The spear makes a dramatic story. The kill, the conquest, the decisive act. The bag makes a boring one. Gathering. Carrying. Holding things in relation to each other. No climax, no hero, no trophy.

But without the bag, the hunt is pointless. You can't carry the food back. You can't feed anyone. The dramatic act means nothing without the container that makes it usable.

The CEO is the spear. The custodian is the carrier bag.

Strategy-as-protocol is a carrier bag. It holds decisions, frameworks, trade-offs. It gathers context from across an organization and keeps it in usable relation. Nobody writes epics about bags (unless you count The Devil Wears Prada as an epic. Also did you see the trailer for the sequel? I am excited.) But the organization that has one — explicit, tended, maintained — will outlast the one running on heroic execution.

The Oldest New Role

Custodianship isn't new. It's the oldest model of organizational longevity — we just forgot it.

The German Mittelstand — family-owned companies that form the backbone of Europe's largest economy — have operated on custodial logic for generations. The prestige isn't in the individual. It's in the continuity. You're not celebrated for what you built. You're trusted for what you kept alive.

Japanese shinise — centuries-old family businesses — take this further. Hoshi Ryokan has been tending a hot spring since 718 AD, now in its 46th generation. When no blood heir is fit to lead, they adopt one. The function matters more than the lineage. The role outlives the person.

And Aboriginal Australian custodianship inverts the relationship entirely: the land owns you, not the other way around. You don't hold the system. You tend it. You are responsible for something you didn't create and won't outlast.

Three cultures, unrelated traditions, same insight: the thing that endures is never the hero. It's the practice of tending.

AI doesn't invent custodianship. It makes it necessary for organizations that never had it. The startup that scaled on heroic execution now needs someone to tend the protocol — the decision logic, the quality standards, the context that compounds over time. The consultancy that ran on individual brilliance now needs someone to maintain the environment where brilliance doesn't just flash but accumulates.

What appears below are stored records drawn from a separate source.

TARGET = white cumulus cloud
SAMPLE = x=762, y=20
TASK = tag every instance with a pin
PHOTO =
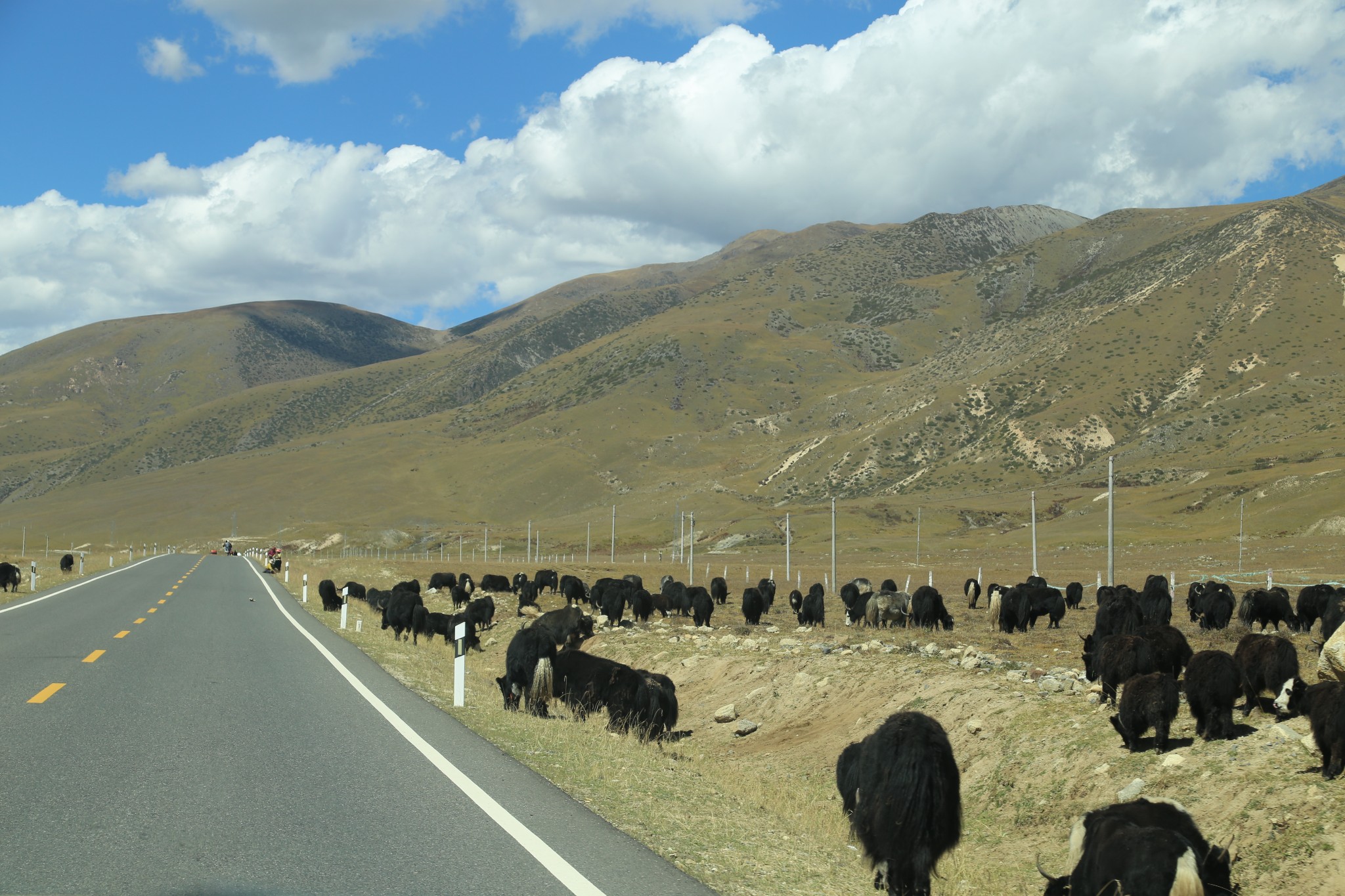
x=591, y=18
x=156, y=177
x=309, y=41
x=951, y=105
x=165, y=58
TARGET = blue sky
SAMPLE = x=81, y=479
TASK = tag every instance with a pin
x=433, y=159
x=87, y=106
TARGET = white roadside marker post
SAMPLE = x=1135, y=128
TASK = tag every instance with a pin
x=459, y=662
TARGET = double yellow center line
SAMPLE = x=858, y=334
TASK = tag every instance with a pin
x=42, y=696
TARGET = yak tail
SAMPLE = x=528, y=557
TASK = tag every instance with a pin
x=542, y=681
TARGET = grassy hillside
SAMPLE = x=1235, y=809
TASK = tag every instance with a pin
x=109, y=378
x=943, y=364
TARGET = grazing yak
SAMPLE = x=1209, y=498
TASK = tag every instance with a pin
x=767, y=589
x=854, y=595
x=1268, y=662
x=482, y=612
x=613, y=603
x=527, y=597
x=397, y=613
x=496, y=584
x=903, y=790
x=927, y=609
x=1312, y=603
x=1211, y=605
x=327, y=591
x=568, y=626
x=703, y=606
x=887, y=609
x=753, y=605
x=1115, y=660
x=1146, y=702
x=1142, y=848
x=813, y=610
x=1170, y=649
x=573, y=590
x=971, y=589
x=642, y=605
x=1156, y=602
x=720, y=590
x=1214, y=684
x=443, y=582
x=529, y=671
x=997, y=594
x=1268, y=608
x=1324, y=704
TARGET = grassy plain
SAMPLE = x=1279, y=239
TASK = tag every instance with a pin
x=759, y=815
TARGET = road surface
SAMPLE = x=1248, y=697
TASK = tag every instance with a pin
x=174, y=726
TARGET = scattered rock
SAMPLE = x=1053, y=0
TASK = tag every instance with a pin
x=1132, y=790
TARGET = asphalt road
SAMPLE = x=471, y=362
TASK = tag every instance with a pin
x=214, y=747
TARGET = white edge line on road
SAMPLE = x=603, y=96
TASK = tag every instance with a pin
x=549, y=859
x=91, y=580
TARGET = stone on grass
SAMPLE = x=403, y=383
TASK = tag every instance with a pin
x=1132, y=790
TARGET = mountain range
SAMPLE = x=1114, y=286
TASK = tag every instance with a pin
x=948, y=362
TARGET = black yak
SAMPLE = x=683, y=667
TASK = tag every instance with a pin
x=527, y=671
x=1214, y=683
x=1146, y=702
x=904, y=792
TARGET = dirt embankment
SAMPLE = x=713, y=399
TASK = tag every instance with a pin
x=758, y=813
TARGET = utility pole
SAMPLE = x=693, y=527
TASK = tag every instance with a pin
x=1111, y=519
x=917, y=536
x=1242, y=508
x=690, y=566
x=834, y=545
x=1034, y=534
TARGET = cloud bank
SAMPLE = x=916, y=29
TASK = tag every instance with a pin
x=950, y=105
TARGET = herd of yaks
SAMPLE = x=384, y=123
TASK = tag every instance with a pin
x=900, y=786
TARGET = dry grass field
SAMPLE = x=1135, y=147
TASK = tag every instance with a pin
x=759, y=815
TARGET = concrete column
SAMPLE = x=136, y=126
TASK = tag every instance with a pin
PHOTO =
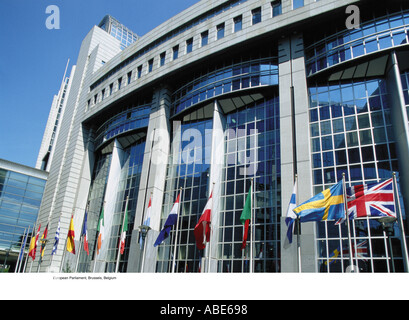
x=400, y=123
x=216, y=170
x=295, y=149
x=157, y=151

The question is whether organizations built on a different story — the Silicon Valley hero story, the quarterly-earnings story, the founder-genius story — can learn to value what these traditions always knew: that survival is a practice, not an event.

custody. custodial. custodian.

custos — guard, keeper -ian — one who

Who Tends the Protocol?

So who is the custodian?

Not the CEO. The role is defined by representation and performance — quarterly results, investor narratives, public persona. Custodianship requires a different timescale.

Not the CTO. Technology is the medium, not the mission. Custodianship is about organizational logic, not infrastructure.

Not the Chief Strategy Officer. Strategy production is not strategy tending. Writing the protocol is not the same as maintaining the conditions under which it stays honest.

The custodian is a temporal role. Temporal in both senses: concerned with time — longevity, durability, generational thinking — and possibly temporary in any given organization, because the function matters more than the title.

What the custodian actually does: detects when protocols have drifted from reality. Decides which constraints are load-bearing and which are just habit. Ensures the carrier bag holds — that context stays structured, decisions stay traceable, and the environment remains fit for good work.

Most organizations don't have this role. The closest equivalent might be the board — shareholders theoretically interested in the longevity of the enterprise. But boards operate at the wrong altitude. The custodial function needs to be embedded in the daily work, not reviewed quarterly.

The organizations that figure out where to place this function — and give it genuine authority — will outlast. The ones that can't will keep optimizing execution while the conditions underneath quietly degrade.

The question isn't whether your organization needs a custodian.

It's whether it's willing to grant authority to a role that will never make the cover of a magazine.